Chacun ensuite y va de son anecdote spectaculaire pour attiser le feu, bien qu’elle manque de la moindre donnée observationnelle solide.

  • Je veux bien que tout un bloc soit contaminé d’un seul coup, mais ça me paraît tristement révélateur quant aux procédures d’asepsie en vigueur dans le bloc en question : s’il est avéré, le cas que vous me racontez en dit plus sur le délabrement de notre système hospitalier (accessoirement : sur les procédures d’hygiène chez nos confrères français – vaste problème qui ne date pas d’hier) que sur quoi que ce soit du coronavirus ;
  • J’attends que le personnel médical, au lieu de souffler sur les braises, se révolte contre le rôle de kapo qu’on lui fait jouer pour justifier la dictature1 : à l’heure actuelle, aucun des cas de contamination qu’on m’a rapportés n’a fait l’objet d’un test, le diagnostic ayant été posé par téléconsultation, sur une sémiologie d’une banalité à pleurer (fièvre, toux, fatigue…), par des professionnels de santé comme vous et moi qui n’ont aucune expérience clinique personnelle de cette maladie aussi ordinaire dans ses symptômes avérés qu’apocalyptique dans sa significativité potentielle2, 3. La démence d’un tel mode de recensement se déduit de l’aberration des chiffres (plus de morts en France qu’aux États-Unis pourtant 5 fois plus peuplés et censément à l’épicentre de la pandémie) : on crée vite des pandémies-du-siècle à « raisonner » (si on peut dire) comme ça.

Au total, « ce qui pourrait expliquer les taux de létalité retrouvés en Italie et en Espagne », c’est l’accouplement de l’incompétence et du cynisme chez ceux qui les ont calculés. Et comme on annonce une pénurie mondiale de préservatifs4, je suis d’accord avec vous qu’il va y avoir « du boulot sur la planche »…

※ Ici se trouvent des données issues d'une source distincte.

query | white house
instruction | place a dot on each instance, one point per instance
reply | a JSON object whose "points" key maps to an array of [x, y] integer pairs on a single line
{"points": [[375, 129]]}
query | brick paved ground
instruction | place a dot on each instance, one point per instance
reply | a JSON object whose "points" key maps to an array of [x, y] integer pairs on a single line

  1. Globalement, la dynamique est très classique, et toujours la même : ils ne savent rien (ou quasiment), mais ça leur suffit pour assurer leur domination sur ceux qui ont besoin de croire.
  2. On avait déjà vu exactement ça avec le H1N1 : cf. mon livre, pp. 20-21.

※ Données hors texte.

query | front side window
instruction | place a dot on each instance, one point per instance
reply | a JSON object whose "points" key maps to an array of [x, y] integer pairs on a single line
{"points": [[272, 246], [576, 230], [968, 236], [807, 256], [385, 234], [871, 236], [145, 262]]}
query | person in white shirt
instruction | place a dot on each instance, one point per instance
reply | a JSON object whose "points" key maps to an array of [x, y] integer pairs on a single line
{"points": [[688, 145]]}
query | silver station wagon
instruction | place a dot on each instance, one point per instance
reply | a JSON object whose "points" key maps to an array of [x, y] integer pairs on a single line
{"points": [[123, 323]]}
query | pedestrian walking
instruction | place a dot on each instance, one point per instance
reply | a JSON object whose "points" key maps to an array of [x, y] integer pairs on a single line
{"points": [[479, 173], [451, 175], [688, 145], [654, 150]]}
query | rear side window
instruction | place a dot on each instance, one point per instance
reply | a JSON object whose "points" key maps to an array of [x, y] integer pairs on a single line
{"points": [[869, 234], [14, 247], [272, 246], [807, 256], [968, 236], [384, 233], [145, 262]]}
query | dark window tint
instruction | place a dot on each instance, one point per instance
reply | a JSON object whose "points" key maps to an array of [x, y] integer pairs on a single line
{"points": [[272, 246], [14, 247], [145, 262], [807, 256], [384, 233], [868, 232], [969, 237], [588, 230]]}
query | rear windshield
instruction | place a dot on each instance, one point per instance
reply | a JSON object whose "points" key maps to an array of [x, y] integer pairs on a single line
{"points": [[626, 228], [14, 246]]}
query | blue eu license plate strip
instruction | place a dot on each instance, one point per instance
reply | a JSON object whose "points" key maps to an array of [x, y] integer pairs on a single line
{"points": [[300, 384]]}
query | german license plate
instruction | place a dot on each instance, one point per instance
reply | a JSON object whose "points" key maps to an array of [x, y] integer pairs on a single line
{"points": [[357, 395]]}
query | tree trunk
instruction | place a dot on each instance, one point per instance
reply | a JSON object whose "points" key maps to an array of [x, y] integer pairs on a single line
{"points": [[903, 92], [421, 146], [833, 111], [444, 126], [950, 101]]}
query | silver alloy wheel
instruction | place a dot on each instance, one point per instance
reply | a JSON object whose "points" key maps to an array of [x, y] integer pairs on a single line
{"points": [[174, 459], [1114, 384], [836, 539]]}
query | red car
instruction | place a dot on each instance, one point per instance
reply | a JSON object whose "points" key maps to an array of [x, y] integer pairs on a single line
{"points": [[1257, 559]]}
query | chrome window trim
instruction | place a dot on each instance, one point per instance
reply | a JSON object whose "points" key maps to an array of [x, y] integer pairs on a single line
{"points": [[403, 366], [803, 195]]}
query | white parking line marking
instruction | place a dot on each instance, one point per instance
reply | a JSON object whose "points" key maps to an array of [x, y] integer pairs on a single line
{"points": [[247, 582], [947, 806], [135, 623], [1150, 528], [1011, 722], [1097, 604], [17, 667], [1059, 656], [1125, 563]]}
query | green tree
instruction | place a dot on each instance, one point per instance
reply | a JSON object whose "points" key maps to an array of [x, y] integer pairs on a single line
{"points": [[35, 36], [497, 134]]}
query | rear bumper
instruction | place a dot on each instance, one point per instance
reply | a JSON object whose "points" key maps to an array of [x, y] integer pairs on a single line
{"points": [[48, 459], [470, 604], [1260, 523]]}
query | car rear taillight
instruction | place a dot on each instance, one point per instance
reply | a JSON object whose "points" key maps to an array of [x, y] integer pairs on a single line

  3. Je n’ai pas besoin d’insister sur la réciproque qui permet au processus de s’emballer: dans la Culture du narcissisme, innombrables sont les gens qui se trouvent valorisés de se prétendre atteints par une maladie censément gravissime (une fièvre avec toux et fatigue…) de nature à attirer l’attention même temporaires de leurs contemporains. En principe confidentielle, la consultation téléphonique se change vite en bulletin d’information à l’usage de tous les confinés qui s’emmerdent…
  4. Majoritairement fabriqués en Malaisie (Le Parisien, 30/03/20).